Ne barikat, ne minare ne selvi dalı. Ağıt alı, gül tozumu, yürekte bir yarılma. Boydan boya bıçaklanmış gövdeli. Dize gelmiş yücelikte hükmü ılgıt Elbistan. Gözeleri tutuk tutuk yaylalar.

Oğluma bakıyorum, nasıl da deniz. Bahçelerde bal erik, dalda susmuş bir yumru, köz üstüne söz tüküren bir ayaz. Bıçak ağzı bir yarada hücum yüzlü bir Hatay. İnsanüstü abantıya yarım değen nazlılık. Üzerliği alev almış bir hane, pencerede gözü kalmış bir ata, betonarme akıp duran sonsuzluk.

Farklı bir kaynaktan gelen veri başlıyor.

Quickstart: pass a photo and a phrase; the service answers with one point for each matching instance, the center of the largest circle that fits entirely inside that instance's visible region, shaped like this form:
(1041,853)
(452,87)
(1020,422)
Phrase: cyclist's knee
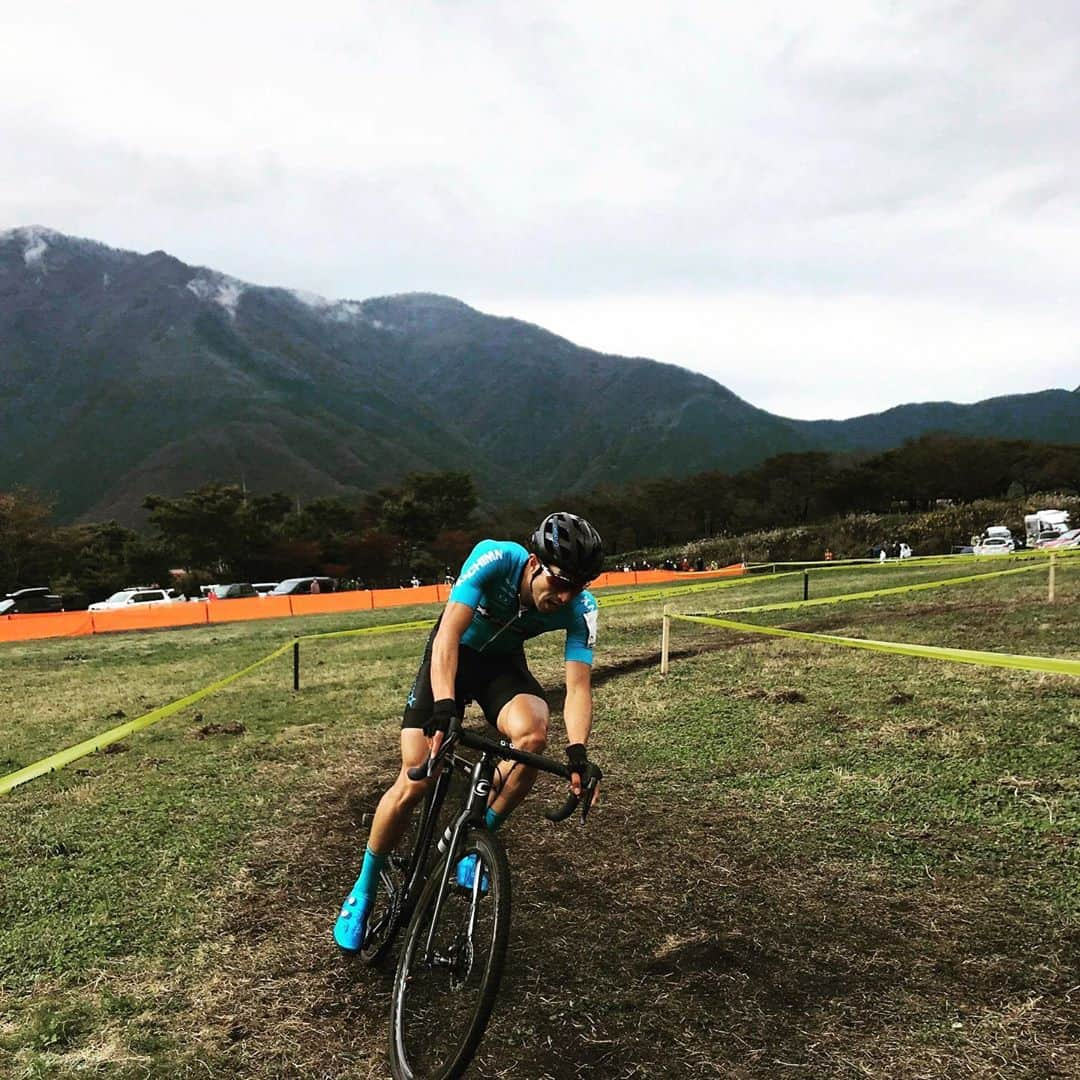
(531,738)
(406,793)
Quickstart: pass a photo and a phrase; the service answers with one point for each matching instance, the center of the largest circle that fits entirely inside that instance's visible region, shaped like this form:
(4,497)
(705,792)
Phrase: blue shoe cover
(352,922)
(467,874)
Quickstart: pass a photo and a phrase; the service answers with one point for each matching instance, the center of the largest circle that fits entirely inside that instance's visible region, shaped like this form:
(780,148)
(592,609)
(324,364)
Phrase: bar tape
(1050,664)
(64,757)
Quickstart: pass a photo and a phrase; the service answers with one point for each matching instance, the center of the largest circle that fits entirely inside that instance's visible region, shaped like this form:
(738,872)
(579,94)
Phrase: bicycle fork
(471,817)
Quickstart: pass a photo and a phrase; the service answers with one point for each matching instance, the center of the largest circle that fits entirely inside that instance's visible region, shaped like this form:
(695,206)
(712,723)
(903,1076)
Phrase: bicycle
(451,959)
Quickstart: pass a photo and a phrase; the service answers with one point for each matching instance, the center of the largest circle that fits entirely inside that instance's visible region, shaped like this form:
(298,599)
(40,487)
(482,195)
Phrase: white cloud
(783,189)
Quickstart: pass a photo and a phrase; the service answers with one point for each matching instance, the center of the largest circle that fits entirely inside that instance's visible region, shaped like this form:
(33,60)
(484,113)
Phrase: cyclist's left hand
(579,765)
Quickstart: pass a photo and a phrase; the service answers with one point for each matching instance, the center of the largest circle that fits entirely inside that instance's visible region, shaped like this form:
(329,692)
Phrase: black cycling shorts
(489,680)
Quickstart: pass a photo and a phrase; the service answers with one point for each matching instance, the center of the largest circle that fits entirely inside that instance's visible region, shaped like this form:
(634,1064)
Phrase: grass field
(809,861)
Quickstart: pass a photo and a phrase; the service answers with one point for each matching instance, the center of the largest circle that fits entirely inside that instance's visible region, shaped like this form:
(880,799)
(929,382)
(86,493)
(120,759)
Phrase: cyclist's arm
(578,712)
(444,649)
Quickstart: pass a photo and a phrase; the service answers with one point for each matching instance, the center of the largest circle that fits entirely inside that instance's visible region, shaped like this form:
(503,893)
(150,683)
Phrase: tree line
(427,525)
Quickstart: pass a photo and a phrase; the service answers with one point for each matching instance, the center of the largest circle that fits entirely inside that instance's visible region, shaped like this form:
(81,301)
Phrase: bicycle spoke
(444,994)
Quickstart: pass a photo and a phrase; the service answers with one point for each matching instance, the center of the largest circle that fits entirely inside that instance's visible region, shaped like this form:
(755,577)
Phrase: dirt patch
(233,728)
(663,940)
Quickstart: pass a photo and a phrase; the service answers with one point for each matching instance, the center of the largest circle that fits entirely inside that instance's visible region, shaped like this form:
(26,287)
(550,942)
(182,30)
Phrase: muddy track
(655,943)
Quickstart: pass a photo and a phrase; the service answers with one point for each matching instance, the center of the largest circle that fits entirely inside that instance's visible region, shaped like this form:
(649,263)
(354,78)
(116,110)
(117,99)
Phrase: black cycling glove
(444,711)
(578,757)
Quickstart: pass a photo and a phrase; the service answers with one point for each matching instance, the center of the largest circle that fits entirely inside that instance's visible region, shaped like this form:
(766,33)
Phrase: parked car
(300,586)
(132,597)
(30,602)
(995,545)
(1070,539)
(235,591)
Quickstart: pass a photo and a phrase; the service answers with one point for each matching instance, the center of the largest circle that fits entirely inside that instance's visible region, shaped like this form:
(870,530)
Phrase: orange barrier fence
(23,628)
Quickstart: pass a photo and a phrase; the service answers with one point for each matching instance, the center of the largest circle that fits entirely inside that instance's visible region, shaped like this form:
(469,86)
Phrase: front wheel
(444,990)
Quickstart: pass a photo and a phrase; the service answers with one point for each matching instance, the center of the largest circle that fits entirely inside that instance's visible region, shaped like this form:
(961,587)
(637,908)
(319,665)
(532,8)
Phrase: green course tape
(892,591)
(115,734)
(64,757)
(1047,664)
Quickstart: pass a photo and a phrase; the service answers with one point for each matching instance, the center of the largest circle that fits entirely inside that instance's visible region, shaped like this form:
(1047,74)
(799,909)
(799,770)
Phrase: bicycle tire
(439,1011)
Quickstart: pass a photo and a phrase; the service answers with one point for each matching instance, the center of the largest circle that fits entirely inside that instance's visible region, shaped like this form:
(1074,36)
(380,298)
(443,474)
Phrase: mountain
(124,374)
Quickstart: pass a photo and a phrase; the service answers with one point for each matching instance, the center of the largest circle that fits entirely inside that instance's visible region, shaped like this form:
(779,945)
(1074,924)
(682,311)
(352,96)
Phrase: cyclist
(503,595)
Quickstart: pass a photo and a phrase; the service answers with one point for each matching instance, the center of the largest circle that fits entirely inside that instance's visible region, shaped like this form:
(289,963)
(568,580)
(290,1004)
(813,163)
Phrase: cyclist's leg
(514,702)
(395,807)
(392,813)
(524,721)
(391,820)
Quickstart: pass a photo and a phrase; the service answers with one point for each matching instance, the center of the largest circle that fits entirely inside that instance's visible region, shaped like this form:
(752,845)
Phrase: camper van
(1044,525)
(997,540)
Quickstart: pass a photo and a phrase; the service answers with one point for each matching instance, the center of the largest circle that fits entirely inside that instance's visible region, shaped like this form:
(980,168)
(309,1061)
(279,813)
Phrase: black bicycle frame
(472,815)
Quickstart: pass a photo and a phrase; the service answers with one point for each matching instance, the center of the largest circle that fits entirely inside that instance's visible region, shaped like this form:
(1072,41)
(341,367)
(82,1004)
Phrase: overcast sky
(831,211)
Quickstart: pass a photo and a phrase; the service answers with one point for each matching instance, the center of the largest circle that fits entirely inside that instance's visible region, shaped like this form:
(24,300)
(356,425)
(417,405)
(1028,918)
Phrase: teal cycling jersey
(489,583)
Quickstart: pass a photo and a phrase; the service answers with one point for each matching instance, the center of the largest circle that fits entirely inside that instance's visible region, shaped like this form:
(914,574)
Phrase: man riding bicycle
(503,595)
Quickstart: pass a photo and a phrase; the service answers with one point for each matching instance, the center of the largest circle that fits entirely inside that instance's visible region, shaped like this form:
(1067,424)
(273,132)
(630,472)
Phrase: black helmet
(570,543)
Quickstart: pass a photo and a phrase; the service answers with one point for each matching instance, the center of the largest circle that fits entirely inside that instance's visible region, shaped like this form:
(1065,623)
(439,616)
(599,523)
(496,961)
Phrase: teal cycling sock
(368,879)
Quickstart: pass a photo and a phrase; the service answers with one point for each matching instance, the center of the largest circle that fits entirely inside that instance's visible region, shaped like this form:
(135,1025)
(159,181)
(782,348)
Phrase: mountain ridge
(157,376)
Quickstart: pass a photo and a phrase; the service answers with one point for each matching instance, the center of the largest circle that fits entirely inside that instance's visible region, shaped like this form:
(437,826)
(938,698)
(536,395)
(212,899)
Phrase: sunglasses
(562,583)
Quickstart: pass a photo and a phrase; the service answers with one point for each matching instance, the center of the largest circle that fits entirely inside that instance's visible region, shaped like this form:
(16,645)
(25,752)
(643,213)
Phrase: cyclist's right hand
(442,715)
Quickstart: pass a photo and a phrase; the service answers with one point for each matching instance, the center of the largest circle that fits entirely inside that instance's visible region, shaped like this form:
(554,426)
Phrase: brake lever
(427,770)
(585,798)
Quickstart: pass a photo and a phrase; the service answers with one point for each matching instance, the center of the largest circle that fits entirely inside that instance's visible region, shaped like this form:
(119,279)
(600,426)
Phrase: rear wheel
(443,995)
(389,910)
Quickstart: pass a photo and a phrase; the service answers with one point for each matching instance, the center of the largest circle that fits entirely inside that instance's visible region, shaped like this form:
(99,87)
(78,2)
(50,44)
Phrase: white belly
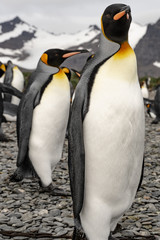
(49,125)
(114,145)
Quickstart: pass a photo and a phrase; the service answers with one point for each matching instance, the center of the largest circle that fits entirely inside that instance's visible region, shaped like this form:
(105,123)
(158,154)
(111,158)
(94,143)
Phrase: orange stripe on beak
(66,55)
(119,15)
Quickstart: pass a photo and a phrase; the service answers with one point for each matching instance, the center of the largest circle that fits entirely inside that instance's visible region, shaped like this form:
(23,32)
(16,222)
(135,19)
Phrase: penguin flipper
(10,108)
(24,121)
(29,101)
(10,90)
(76,158)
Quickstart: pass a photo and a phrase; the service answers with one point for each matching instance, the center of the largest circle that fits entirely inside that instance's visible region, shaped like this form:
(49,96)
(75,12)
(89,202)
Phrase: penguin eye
(108,15)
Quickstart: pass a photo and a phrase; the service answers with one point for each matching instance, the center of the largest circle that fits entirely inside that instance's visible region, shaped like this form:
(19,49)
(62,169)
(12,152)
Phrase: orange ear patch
(44,58)
(119,15)
(66,55)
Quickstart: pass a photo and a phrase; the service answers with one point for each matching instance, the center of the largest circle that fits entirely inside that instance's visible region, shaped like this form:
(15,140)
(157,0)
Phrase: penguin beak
(72,53)
(125,10)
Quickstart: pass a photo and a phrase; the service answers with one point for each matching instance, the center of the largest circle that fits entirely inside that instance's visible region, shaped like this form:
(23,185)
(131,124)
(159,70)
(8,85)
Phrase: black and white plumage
(106,131)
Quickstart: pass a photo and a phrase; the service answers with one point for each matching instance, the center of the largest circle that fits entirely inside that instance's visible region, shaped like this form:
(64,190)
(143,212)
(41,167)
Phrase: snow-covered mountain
(24,44)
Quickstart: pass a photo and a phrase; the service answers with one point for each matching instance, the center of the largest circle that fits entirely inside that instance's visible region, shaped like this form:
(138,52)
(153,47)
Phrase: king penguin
(106,132)
(43,117)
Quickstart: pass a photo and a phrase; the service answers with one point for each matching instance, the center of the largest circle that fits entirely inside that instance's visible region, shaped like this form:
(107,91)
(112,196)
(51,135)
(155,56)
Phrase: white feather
(49,125)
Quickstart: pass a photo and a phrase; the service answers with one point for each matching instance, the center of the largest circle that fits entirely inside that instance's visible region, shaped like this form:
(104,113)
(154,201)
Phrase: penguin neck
(107,46)
(124,51)
(46,68)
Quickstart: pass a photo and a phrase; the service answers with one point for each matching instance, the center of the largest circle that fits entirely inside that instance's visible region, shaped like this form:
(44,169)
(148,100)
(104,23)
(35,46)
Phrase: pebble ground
(27,214)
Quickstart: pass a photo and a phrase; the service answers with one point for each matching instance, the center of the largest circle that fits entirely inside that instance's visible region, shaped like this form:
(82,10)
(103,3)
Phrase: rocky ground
(26,213)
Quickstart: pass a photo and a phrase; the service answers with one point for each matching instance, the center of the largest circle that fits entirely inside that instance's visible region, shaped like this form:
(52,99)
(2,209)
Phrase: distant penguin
(43,117)
(106,131)
(144,90)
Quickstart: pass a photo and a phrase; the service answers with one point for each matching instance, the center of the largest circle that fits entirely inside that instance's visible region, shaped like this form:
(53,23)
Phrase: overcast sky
(71,16)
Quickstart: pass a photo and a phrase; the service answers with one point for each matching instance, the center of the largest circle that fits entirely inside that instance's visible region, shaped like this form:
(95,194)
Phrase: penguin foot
(54,191)
(3,138)
(78,234)
(17,176)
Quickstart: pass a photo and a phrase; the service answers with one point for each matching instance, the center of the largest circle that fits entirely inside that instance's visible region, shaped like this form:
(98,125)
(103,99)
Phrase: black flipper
(8,79)
(10,90)
(26,107)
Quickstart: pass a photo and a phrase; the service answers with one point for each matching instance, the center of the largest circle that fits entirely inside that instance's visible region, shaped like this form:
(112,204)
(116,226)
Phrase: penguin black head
(55,57)
(115,22)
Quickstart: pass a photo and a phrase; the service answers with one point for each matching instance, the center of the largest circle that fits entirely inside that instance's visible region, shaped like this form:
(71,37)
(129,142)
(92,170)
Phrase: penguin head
(55,57)
(115,22)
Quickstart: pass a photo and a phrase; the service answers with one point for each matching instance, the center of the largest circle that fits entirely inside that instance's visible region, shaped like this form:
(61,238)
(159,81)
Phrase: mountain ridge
(24,43)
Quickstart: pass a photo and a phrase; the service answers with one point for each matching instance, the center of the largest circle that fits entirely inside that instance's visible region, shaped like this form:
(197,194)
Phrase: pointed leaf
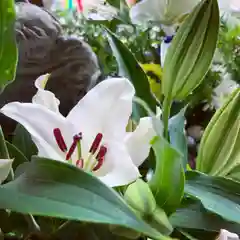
(8,48)
(56,189)
(217,194)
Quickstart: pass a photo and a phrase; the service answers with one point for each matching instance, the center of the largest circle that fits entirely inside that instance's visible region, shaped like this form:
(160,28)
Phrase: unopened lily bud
(139,196)
(219,151)
(191,52)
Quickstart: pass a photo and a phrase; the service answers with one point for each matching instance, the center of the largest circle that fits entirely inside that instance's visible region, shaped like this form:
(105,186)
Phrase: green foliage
(64,202)
(8,48)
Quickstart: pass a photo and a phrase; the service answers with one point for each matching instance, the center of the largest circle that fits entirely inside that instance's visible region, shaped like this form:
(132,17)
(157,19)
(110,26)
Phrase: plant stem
(32,224)
(166,113)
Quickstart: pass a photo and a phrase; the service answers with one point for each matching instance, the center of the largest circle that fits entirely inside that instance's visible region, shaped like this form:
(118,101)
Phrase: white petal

Hangi sokağında düşü bizimlik, hangi yele döş dayayan kuvvacı, hangi tabla inadına devrilmiş. Şu eli görünen çocuk kız mı yoksa biz miyiz?
Nasıl ağlasak da bitse cehennem.

Oğluma susuyorum, zangır zangır bir Antep. Kahşamış düzlerin zincirden boşanışı. İradeye şerhi düşmüş bir ayaz. Tutuşmaya yüzü yitmiş türküler. Ekmek küsüğü, yara yırtığı, ciğer çürüğü. Akıl almaz tükenişi umudun.
Koyun koyuna buz tutmak.

Köprülerde Kara Yılan, kuytularda şarkı gözlü bir Şahin. Kemerde kurşun, matarada su, elde olan eldelerin yüzde yüz katı. Nasıl şaşkın şu gariban Fransız, nasıl üzgün barut giysili dağlar. “Antepliyem, Şahinem ağam”, beni bağlar ise bu zulüm bağlar.
Kim demiş ki benden özge yar ola.

Oğluma hüzünleniyorum, Sivası’ın ardı. Yama Dağları’da aksayan kartal. Duruşunda türkü nazı nakışlı, oyuğunda derya deniz meşakkat. Kaysı gözlü bahçeleri ağıt sisli dumana. Nice söyler kurdu kuşu bir bilsen, nasıl ölür ihtimalde bir bilsen, nasıl düşer öksüz yanı toprağa, canlar canı can diyarı Malatya.

Uykuna karışan toz değil benim, dilinde kesilen söz değil benim, sinene damlayan köz değil benim, haline musallat buz değil benim. Hangi ayaz seni böyle türkü türkü dilimler. Hangi yerin dalgasında canı tene gömensin.
Sinesi sızılım güzelim benim.

Oğluma yanıyorum, düşüne dalga düşmüş, pır pır eden bir yürek; gece susan bir şehir, kaynayan Adıyaman. Göl çekiği bir yüzey, korku renkli ıssızlık. Sese kesmiş göğünde, ölü yıldız yaylası. Biçilmiş yapılarda hali çile can ehli. Umutla ışımaya hapis kalmış odalar, bir düşünde bir sarsıntı güzel yurt.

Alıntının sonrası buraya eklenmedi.